Número de acomodações: A reportagem contabilizou pelo menos 60 acomodações na aldeia Xandó oferecidas nas plataformas.
Posicionamento das plataformas:
Booking: Abriu investigação sobre a oferta de acomodações na região, disse estar à disposição das autoridades e pode remover as propriedades se as apurações internas confirmarem irregularidades.
Airbnb: Afirma cumprir a legislação, não gerencia as acomodações e diz não ter sido formalmente comunicado sobre irregularidades nas unidades oferecidas.
Proibição legal: A Constituição Federal de 1988 também proíbe a venda e o arrendamento de áreas em território indígena.
Ministério dos Povos Indígenas (MPI): Reforça que a prática é proibida e busca construir "saídas em relação aos arrendamentos existentes" junto às comunidades.
Defesa indígena: Lideranças do Xandó defendem o arrendamento como forma de geração de renda, mas reconhecem a irregularidade e os impactos negativos (como impedimentos em serviços de saúde).

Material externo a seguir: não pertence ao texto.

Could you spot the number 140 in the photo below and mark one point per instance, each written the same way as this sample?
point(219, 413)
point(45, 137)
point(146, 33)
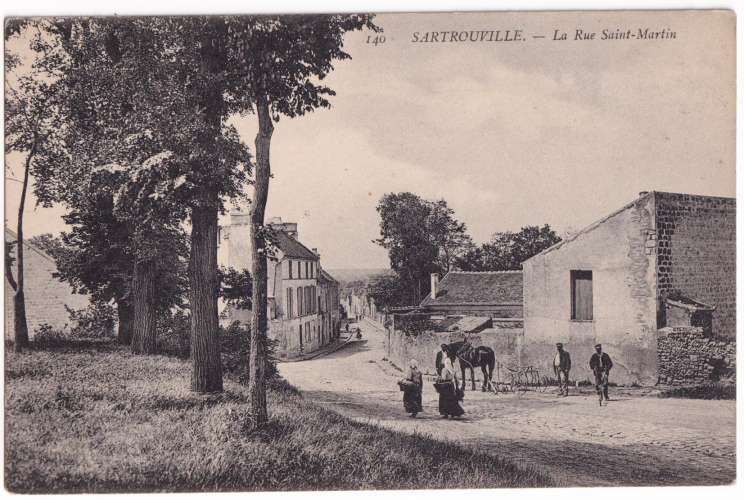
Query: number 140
point(378, 39)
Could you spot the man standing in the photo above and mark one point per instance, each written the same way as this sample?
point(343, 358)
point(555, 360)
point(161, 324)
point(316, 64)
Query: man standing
point(561, 366)
point(600, 363)
point(439, 363)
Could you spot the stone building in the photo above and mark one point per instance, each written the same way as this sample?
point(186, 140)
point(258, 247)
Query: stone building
point(295, 287)
point(662, 260)
point(329, 307)
point(495, 294)
point(47, 298)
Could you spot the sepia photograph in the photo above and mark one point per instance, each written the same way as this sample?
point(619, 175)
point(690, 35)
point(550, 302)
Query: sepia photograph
point(369, 251)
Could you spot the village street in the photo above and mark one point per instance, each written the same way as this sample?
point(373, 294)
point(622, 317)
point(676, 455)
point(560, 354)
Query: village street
point(634, 440)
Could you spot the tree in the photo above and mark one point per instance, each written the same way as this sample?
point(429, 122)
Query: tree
point(148, 98)
point(507, 250)
point(29, 126)
point(422, 237)
point(448, 234)
point(283, 59)
point(405, 233)
point(236, 287)
point(388, 291)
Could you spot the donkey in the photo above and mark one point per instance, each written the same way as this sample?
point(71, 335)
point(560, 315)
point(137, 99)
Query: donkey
point(471, 357)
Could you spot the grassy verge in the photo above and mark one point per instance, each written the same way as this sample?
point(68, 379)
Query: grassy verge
point(706, 391)
point(95, 418)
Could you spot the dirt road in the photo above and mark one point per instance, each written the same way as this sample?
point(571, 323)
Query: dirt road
point(631, 441)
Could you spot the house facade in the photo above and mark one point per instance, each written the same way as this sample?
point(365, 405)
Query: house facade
point(297, 292)
point(47, 299)
point(623, 278)
point(329, 307)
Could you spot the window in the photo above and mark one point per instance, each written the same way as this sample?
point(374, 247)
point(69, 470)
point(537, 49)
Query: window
point(581, 296)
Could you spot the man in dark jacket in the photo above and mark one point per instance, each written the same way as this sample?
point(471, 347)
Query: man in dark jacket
point(600, 363)
point(439, 363)
point(561, 366)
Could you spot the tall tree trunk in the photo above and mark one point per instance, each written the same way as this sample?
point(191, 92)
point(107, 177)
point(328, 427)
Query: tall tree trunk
point(125, 313)
point(143, 300)
point(19, 300)
point(257, 361)
point(206, 374)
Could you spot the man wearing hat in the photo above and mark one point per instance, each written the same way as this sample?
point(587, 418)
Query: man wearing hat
point(439, 363)
point(600, 363)
point(561, 366)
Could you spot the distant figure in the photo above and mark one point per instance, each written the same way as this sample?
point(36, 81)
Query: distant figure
point(411, 386)
point(439, 362)
point(600, 363)
point(562, 365)
point(446, 385)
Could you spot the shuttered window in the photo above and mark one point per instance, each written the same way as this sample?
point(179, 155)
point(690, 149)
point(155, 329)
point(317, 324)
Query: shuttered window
point(581, 296)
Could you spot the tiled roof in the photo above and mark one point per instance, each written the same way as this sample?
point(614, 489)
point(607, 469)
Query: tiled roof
point(290, 247)
point(327, 277)
point(11, 236)
point(478, 288)
point(463, 324)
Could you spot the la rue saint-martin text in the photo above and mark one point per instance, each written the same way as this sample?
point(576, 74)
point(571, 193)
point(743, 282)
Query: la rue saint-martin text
point(557, 35)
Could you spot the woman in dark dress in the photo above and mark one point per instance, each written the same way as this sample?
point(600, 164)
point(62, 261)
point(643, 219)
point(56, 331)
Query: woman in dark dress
point(411, 387)
point(447, 387)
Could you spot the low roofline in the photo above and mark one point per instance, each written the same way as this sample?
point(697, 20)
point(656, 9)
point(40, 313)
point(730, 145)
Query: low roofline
point(593, 225)
point(510, 271)
point(457, 304)
point(30, 245)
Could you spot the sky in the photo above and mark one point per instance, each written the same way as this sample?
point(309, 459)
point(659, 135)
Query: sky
point(508, 133)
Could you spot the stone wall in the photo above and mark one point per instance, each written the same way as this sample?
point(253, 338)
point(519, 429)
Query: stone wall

O vice-cacique propõe um Termo de Ajustamento de Conduta (TAC) para formalizar as parcerias.
Controle do Comando Vermelho (CV): A área é controlada pelo CV, facção criminosa que utiliza o território como ponto de apoio para a venda de drogas. A presença do CV tem gerado conflitos e operações policiais frequentes.
Desintrusão em pauta: Um GT (Grupo de Trabalho) foi criado pela Justiça da Bahia para o desenvolvimento sustentável da comunidade. A Funai prepara um novo levantamento de não indígenas com o objetivo de embasar o procedimento de desintrusão do Xandó até o fim de 2026. A desintrusão é vista como um processo que deve ocorrer em diálogo com os Pataxó, com apresentação de alternativas econômicas.
Histórico de ocupação irregular: Em 2022, um laudo do MPF indicava que 46% das residências no Xandó eram de não indígenas.